Type 5: Source-Available Licenses (Not Open Source)

Source-available licenses make source code visible and allow some uses, but they include restrictions that disqualify them from being open source under the OSI definition. These licenses are important to understand because they are frequently confused with open source, and using source-available software without understanding the restrictions can create serious legal problems.

Key source-available licenses:

The Server Side Public License (SSPL) requires that anyone offering the software as a service must open-source the entire service infrastructure. This goes far beyond any OSI-approved license. MongoDB uses the SSPL.

The Business Source License (BSL) restricts production or commercial use for a set period (usually three to four years), after which the code converts to a genuine open source license. HashiCorp (Terraform, Vault), Sentry, and CockroachDB use the BSL.

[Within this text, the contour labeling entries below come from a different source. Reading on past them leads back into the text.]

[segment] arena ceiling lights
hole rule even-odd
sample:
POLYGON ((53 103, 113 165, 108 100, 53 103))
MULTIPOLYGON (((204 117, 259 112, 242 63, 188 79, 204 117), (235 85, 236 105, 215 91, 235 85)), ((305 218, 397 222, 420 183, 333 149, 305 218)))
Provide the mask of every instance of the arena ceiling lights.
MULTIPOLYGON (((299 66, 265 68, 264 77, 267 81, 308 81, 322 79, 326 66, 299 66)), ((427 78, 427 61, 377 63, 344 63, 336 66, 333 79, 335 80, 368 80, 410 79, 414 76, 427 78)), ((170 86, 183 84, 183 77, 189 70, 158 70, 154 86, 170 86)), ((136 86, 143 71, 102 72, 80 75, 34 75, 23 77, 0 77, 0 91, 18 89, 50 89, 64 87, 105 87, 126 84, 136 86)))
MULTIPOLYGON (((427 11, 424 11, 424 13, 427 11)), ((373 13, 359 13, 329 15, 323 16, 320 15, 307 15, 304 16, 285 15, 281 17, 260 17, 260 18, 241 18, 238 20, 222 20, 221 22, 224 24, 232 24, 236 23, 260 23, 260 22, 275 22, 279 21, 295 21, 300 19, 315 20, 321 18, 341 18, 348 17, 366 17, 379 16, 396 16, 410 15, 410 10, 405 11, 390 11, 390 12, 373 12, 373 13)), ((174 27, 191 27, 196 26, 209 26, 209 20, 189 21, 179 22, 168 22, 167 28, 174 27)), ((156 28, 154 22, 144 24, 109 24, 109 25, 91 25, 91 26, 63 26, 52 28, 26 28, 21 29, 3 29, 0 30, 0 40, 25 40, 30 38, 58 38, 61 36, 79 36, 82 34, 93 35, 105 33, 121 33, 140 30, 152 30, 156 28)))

The Elastic License 2.0 (ELv2) prohibits offering the software as a managed service and prohibits circumventing access controls. Elastic uses ELv2 for parts of the Elastic Stack.

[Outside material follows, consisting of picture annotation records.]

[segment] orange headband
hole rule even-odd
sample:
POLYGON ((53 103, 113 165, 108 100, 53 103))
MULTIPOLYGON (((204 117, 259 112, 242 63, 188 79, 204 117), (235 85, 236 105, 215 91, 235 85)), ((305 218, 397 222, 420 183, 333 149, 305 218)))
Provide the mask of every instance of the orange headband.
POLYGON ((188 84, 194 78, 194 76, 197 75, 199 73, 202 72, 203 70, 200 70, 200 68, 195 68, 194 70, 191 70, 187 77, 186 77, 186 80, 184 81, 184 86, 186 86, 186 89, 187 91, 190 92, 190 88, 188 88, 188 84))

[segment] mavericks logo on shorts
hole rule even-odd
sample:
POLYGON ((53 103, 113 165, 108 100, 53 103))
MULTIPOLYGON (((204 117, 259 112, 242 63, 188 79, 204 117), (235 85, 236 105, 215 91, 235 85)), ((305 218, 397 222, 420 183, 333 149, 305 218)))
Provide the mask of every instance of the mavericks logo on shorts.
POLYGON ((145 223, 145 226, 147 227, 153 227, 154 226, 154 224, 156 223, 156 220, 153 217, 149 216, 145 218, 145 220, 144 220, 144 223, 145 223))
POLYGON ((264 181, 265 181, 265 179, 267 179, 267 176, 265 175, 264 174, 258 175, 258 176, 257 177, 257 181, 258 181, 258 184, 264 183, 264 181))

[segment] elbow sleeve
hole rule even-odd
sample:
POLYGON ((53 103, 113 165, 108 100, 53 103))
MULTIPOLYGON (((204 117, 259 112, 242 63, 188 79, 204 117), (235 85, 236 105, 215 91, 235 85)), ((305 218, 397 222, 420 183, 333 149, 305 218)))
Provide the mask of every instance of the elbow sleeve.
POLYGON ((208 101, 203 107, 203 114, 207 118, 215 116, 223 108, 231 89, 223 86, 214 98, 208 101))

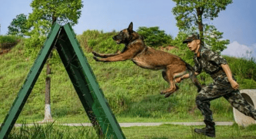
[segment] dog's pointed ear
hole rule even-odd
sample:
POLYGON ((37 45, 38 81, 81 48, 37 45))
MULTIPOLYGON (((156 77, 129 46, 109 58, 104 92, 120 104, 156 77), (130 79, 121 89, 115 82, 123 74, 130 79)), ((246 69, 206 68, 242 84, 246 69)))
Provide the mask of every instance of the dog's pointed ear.
POLYGON ((129 26, 128 27, 128 31, 129 32, 133 32, 133 22, 132 22, 130 23, 129 26))

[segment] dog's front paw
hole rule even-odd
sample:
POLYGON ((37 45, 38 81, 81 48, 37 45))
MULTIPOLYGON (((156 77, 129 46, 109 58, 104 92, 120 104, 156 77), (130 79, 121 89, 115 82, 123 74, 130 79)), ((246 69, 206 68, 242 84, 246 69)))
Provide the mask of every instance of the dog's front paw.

The Functional Source License (FSL) is a newer source-available license that restricts competitive use for two years, then converts to Apache 2.0 or MIT. It was designed to be simpler and more predictable than the BSL.

None of these licenses are OSI-approved open source. They serve legitimate business purposes, but they should not be called open source, and code under these licenses cannot be freely combined with code under genuine open source licenses. For more detail on why these licenses cause problems, see our guide to open source licenses to avoid.

Key Takeaway

Permissive licenses (MIT, Apache, BSD) maximize freedom with minimal conditions. Strong copyleft (GPL, AGPL) ensures derivative works stay open source. Weak copyleft (LGPL, MPL) protects the component while allowing proprietary integration. Public domain (Unlicense, CC0) waives all rights. Source-available (SSPL, BSL) is not open source despite visible source code.